The incident has triggered a debate about the damage caused to Finland’s international reputation. The article also says that it serves as a reminder to voters to consider the consequences of supporting extreme ideologies.

Original story was published by The Irish Examiner on 03.07.2023 and can be found here.

Finnish customs finds illegal import of meat

Finnish authorities discovering an illegal import of meat involving large quantities of unrefrigerated meat was covered in an article by Food Safety News on July 3. The article gives details of this attempt to bring meat illegally into the country without proper documentation and health-risks arising from it.

Finnish Customs (Tulli) found that the suspect attempted to import around 500 kilograms (1,100 pounds) of fresh beef and sheep meat from Latvia via Estonia for commercial purposes without the necessary registration and food safety measures. The meat was transported without refrigeration and lacked a Salmonella certificate, posing risks to consumer safety. The case is now being investigated, and charges are being considered.

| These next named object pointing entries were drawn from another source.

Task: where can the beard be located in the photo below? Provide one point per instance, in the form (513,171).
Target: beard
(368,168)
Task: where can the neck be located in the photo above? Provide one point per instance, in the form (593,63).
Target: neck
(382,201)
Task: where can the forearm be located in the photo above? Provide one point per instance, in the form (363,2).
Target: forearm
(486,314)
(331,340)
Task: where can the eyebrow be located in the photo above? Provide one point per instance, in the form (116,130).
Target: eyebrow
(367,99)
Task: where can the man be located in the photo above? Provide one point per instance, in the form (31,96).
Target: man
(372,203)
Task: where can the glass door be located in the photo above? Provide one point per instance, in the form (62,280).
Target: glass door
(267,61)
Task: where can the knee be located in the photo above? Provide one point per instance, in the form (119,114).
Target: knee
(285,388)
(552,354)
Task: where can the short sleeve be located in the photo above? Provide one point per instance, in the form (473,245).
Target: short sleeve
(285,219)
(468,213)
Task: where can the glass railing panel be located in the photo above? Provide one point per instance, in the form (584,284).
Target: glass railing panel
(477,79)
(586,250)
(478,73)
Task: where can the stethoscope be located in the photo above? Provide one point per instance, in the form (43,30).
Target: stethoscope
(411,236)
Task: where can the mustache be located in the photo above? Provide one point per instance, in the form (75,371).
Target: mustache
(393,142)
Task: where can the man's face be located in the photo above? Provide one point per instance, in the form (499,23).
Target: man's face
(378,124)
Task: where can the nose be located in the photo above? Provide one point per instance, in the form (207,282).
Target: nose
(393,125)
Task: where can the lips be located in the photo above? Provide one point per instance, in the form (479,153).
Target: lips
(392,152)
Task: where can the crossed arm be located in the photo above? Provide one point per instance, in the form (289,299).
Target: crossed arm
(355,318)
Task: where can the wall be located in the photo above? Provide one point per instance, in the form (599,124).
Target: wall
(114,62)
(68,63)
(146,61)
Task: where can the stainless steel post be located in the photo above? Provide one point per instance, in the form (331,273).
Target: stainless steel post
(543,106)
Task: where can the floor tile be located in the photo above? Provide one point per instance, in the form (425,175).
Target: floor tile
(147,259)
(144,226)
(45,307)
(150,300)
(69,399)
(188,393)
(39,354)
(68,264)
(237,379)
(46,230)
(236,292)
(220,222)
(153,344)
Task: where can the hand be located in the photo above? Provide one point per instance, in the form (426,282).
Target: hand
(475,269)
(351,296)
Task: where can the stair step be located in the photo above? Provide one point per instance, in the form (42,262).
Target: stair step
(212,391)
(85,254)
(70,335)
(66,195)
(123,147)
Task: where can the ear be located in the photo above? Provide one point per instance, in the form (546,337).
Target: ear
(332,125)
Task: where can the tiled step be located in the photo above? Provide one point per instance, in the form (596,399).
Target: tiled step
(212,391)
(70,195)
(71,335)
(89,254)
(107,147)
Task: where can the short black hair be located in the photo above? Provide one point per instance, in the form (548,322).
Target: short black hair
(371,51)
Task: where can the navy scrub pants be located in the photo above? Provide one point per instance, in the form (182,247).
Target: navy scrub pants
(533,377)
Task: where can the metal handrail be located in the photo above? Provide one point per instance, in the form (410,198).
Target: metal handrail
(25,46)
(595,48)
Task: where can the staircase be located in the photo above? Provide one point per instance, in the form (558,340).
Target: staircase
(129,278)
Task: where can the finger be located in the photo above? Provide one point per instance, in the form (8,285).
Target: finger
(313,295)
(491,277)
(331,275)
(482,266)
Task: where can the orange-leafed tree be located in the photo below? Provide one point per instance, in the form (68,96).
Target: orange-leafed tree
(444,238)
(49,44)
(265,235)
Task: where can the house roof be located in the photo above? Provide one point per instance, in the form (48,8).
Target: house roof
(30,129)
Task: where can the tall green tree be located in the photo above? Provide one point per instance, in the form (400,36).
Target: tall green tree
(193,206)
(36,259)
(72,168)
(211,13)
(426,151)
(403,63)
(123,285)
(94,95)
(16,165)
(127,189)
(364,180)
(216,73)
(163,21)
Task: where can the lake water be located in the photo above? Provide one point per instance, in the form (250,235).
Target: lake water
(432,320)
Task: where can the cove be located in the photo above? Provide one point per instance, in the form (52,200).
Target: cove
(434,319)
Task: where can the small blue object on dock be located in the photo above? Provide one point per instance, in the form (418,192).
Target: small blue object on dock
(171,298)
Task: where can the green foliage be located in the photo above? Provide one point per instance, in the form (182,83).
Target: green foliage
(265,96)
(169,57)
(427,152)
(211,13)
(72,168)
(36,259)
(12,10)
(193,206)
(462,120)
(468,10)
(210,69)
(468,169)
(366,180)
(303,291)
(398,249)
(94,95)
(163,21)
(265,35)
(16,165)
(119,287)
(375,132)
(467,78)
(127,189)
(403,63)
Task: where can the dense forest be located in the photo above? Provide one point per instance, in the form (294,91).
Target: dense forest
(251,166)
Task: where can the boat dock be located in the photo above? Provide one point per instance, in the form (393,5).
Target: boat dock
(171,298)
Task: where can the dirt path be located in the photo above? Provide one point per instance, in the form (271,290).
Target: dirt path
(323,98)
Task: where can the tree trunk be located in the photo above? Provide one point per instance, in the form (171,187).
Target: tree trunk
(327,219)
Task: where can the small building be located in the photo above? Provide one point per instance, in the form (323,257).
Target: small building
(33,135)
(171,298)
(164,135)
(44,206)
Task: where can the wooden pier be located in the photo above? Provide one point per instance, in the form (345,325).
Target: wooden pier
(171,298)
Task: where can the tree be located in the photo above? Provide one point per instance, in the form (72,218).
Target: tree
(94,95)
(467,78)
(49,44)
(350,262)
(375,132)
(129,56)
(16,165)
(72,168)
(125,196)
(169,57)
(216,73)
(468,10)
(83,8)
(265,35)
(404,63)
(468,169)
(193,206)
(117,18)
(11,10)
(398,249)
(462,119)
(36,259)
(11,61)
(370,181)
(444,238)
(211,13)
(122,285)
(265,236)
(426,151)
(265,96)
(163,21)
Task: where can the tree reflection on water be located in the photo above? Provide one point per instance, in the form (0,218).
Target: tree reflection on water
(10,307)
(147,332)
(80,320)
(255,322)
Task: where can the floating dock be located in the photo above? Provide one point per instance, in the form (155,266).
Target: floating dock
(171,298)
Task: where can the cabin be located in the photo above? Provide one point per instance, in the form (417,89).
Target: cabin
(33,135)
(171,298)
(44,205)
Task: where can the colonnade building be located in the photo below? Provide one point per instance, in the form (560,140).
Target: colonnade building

“The case is serious In terms of consumer safety. The operation has caused harm, both to the health and safety of citizens and to law-abiding operators in the food sector. The suspect has benefited financially by neglecting the cold transport approval required by the obligation to register for the food sector,” Juha Havumäki, the investigator in charge, said.

The article also mentions a report on zoonoses in Finland from 2011 to 2021, which revealed that Campylobacter and Salmonella were the most common causes of human infections, while cryptosporidiosis and Shiga toxin-producing E. coli (STEC) cases have increased in recent years.

Original story was published by Food Safety News on 03.07.2023 and can be found here.

How the tango came to Finland

This article on Tango, typically associated with Argentina, having a rich tradition in Finland was published by Deutsche Welle (DW) on July 5. The article explores how Tango has been a national passion in Finland for over a century.

The town of Seinäjoki hosts an annual festival called Tangomarkkinat, which attracts tango enthusiasts from across the country. The article states that while some Finnish tango fans believe it was invented by Finnish farmers to scare off wolves, the genre actually originated in Buenos Aires. The tango spread in Finland during the 1920s and '30s, but its real birth came during World War II when composer Toivo Kärki wrote tangos that reflected the depression and darkness prevalent in Finland.

The Finnish tango is known for its melancholic and minor key melodies, and it often features lyrics about unattainable love set in the countryside and nature. Notable Finnish tango figures include Olavi Virta, considered the uncrowned tango king, and the tango festival in Seinäjoki has become one of Finland’s biggest festivals.

Original story was published by DW on 05.07.2023 and can be found here.